Le manga animé Steamboy est sorti en DVD. Un grand spectacle né de l’imaginaire de Katsuhiro Ôtomo, le père d’Akira

BRUXELLES Katsuhiro Ôtomo est considéré comme un des auteurs phare du manga japonais. Son premier long-métrage, le cultissime Akira, manga animé de science-fiction sorti à la fin des années 80, lui a assuré une notoriété internationale. L’année passée, après huit ans de travail, Ôtomo voyait enfin son deuxième film sortir dans les salles obscures: Steamboy. Ce manga animé, le plus cher jamais produit au Japon (20 millions de dollars !), quittait le Tokyo futuriste d’Akira pour le Londres fascinant de la révolution industrielle du XIXe siècle. À l’occasion de la sortie DVD de ce bijou mêlant harmonieusement 2D et 3D, le réalisateur rencontrait la presse européenne pour revenir sur la genèse de Steamboy et sa conception du cinéma qui doit être avant tout «un reflet du temps présent».

Pour ceux qui garderaient toujours l’image tenace, malgré Le Voyage de Chihiro, Ghost in the Shell et bien d’autres, que le manga se limite à des histoires de baston à la Dragon Ball, Steamboy a de quoi surprendre. Katsuhiro Ôtomo a placé le contexte de l’histoire dans l’Angleterre du milieu du XIXe siècle, en pleine révolution industrielle née notamment de la domestication de cette source d’énergie extraordinaire qu’est la vapeur. Le jeune héros Ray doit empêcher qu’une incroyable et surpuissante technologie utilisant la vapeur et inventée par son père ne tombe entre les mains de gens mal intentionnés. La survie de Londres, alors capitale du monde préparant l’exposition universelle, est en jeu. Une histoire palpitante dans un univers fascinant et imaginaire qui sent la rouille et les flaques d’huiles des premières usines et des locomotives à vapeur (dont on célébrait en 2004 les 200 ans). Les images, 180.000 au total pour composer le film, sont les fruits somptueux d’un travail acharné et de longue haleine.

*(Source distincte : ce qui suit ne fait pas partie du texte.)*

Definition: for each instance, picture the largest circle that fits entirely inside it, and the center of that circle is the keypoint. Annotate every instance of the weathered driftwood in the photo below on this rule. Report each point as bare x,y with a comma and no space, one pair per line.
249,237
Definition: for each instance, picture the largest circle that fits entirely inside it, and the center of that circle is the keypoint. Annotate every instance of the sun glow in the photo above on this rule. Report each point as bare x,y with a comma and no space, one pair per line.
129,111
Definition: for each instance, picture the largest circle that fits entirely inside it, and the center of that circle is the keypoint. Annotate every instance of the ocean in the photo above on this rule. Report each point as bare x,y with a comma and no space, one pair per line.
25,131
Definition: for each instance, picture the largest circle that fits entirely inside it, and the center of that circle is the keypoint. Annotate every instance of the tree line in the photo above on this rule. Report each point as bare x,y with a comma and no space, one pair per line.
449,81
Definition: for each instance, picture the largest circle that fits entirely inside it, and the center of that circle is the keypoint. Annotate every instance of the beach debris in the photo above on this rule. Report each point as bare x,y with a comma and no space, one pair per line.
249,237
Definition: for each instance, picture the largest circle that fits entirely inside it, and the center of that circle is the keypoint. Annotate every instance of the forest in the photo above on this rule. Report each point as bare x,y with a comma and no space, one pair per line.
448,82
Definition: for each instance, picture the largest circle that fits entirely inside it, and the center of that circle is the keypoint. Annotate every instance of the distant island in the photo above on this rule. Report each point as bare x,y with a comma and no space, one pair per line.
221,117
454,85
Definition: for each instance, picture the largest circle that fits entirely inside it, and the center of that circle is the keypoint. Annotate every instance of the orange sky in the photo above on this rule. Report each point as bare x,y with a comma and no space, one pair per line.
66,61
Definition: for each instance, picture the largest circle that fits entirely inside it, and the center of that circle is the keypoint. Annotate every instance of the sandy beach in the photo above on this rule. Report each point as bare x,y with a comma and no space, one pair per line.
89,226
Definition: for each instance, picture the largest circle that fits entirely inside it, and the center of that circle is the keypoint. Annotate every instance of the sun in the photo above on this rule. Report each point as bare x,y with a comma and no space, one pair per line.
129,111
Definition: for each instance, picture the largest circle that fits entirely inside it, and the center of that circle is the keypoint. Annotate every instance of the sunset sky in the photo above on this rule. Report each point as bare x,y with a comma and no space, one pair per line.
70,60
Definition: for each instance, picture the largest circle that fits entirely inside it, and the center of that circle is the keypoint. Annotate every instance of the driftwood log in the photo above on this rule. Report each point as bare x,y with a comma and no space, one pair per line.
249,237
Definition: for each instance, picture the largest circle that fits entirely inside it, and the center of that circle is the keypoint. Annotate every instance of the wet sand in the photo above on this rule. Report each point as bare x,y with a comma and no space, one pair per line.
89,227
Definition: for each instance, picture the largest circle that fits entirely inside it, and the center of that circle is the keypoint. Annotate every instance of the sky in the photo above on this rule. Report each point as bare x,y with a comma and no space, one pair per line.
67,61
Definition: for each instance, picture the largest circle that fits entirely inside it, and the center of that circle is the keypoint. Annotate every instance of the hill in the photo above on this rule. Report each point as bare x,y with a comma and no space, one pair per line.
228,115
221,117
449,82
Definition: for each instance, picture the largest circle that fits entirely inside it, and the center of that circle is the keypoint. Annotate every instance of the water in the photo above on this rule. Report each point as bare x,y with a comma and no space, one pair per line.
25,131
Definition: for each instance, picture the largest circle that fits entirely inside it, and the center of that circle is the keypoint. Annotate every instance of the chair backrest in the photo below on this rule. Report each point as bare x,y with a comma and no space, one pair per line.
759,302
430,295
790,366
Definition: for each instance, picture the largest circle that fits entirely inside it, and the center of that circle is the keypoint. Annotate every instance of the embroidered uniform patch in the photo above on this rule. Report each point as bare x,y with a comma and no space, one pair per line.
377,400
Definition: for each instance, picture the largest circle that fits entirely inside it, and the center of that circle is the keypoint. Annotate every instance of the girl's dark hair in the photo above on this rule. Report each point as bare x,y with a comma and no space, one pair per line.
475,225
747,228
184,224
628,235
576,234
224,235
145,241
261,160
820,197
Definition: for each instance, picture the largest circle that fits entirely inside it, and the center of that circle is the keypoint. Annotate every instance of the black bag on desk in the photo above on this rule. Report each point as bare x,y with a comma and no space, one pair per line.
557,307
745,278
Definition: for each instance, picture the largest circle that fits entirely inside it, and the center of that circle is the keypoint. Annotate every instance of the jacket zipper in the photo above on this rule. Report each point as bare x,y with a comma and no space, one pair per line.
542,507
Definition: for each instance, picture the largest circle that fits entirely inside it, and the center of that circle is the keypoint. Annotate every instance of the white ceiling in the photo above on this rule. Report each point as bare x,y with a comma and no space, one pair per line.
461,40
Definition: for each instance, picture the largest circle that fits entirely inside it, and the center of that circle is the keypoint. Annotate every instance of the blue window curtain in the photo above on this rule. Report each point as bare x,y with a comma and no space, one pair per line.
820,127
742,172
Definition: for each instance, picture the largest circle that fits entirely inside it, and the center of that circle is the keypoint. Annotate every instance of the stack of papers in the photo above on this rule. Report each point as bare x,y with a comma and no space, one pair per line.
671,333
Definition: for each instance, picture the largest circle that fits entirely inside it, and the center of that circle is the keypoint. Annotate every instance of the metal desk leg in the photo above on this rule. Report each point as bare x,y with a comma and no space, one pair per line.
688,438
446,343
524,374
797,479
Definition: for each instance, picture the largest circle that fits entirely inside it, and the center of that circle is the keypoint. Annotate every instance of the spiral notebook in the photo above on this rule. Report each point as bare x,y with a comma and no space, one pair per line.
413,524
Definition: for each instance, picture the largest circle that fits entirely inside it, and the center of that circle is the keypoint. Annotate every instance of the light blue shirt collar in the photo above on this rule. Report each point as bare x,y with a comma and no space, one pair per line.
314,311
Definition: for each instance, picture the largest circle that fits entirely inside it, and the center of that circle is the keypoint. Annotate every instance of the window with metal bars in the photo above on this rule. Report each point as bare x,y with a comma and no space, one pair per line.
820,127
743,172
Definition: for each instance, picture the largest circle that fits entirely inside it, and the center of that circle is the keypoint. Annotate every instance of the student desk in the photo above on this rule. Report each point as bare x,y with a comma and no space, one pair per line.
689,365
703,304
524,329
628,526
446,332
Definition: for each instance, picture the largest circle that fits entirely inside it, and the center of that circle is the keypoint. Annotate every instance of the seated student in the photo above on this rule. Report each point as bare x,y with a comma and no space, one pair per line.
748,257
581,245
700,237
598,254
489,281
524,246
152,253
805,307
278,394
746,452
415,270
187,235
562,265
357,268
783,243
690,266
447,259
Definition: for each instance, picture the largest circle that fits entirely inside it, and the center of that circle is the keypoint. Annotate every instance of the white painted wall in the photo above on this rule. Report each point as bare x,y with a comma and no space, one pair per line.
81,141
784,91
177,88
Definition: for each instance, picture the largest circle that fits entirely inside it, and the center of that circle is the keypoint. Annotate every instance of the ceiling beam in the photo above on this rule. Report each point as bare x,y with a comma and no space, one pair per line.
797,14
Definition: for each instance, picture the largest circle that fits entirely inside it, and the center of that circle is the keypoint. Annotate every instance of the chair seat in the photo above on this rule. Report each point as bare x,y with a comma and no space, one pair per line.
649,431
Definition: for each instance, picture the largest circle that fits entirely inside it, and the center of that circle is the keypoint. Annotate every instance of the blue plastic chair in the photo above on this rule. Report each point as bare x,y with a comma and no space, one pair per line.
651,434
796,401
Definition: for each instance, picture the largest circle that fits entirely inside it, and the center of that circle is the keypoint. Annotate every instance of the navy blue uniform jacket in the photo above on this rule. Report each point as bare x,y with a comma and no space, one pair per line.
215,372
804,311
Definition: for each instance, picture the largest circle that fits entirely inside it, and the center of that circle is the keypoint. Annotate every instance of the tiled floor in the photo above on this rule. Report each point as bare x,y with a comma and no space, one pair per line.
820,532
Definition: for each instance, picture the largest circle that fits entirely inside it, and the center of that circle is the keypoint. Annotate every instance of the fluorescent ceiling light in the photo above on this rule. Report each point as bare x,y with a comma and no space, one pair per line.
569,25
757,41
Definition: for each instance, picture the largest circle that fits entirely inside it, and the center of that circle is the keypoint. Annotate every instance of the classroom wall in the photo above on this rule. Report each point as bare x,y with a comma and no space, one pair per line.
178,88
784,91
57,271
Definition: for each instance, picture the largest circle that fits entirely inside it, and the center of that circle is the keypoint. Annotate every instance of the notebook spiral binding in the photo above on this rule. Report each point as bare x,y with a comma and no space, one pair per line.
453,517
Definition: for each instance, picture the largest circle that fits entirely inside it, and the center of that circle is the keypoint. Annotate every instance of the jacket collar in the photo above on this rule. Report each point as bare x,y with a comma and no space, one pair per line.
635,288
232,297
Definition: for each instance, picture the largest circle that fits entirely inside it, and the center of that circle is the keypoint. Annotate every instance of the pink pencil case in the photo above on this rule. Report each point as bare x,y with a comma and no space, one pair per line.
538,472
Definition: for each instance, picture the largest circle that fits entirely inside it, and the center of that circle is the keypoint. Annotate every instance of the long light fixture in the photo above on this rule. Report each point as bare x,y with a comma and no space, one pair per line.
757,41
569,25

Ôtomo et son équipe n’ont pas hésité à faire le voyage en Angleterre pour partir à la découverte des grands centres industriels du XIXe, comme Manchester ou Londres, mais aussi de la campagne afin d’assurer aux spectateurs une immersion la plus belle possible. Revenue des îles, l’équipe a dessiné l’histoire, image par image, avant de rajouter des effets numériques, notamment pour donner une texture et un rendu réaliste et sensuel à la vapeur, omniprésente notamment à travers des inventions imaginaires comme les soldats à vapeur. Si Disney a définitivement abandonné le traditionnel dessin animé en 2D, ce dernier n’est cependant pas près de mourir au Japon où le manga animé s’offre à travers Steamboy une seconde jeunesse en se mêlant à la 3D et aux techniques numériques.

Huit ans auront donc été nécessaires au réalisateur pour mener à bien ce grand spectacle, huit longues années pour rassembler l’argent (il en fallait beaucoup, notamment pour développer de nouvelles technologies numériques encore inexistantes) et les meilleurs dessinateurs. « Il a été très difficile de trouver les artistes qui regroupaient toutes les aptitudes voulues » confesse Ôtomo qui a lui-même commencé sa carrière comme simple dessinateur de manga, il n’avait alors que 19 ans. Il travaillera ensuite 10 ans sur le manga Akira qui deviendra très vite culte au Japon avant de le devenir mondialement quand Ôtomo en fera un film. Un grand film. Tout comme l’est Steamboy. Si cela reste des dessins animés, on est loin des classiques pour enfant avec le grand méchant et le super héros. « Je fais consciemment un effort constant de ne pas écrire des histoires avec des personnages complètement méchants ou complètement gentils » rapporte Ôtomo qui dit avoir beaucoup de respect pour… Fellini, Kubrick ou encore John Ford ! Steamboy, à voir, avant une suite en préparation.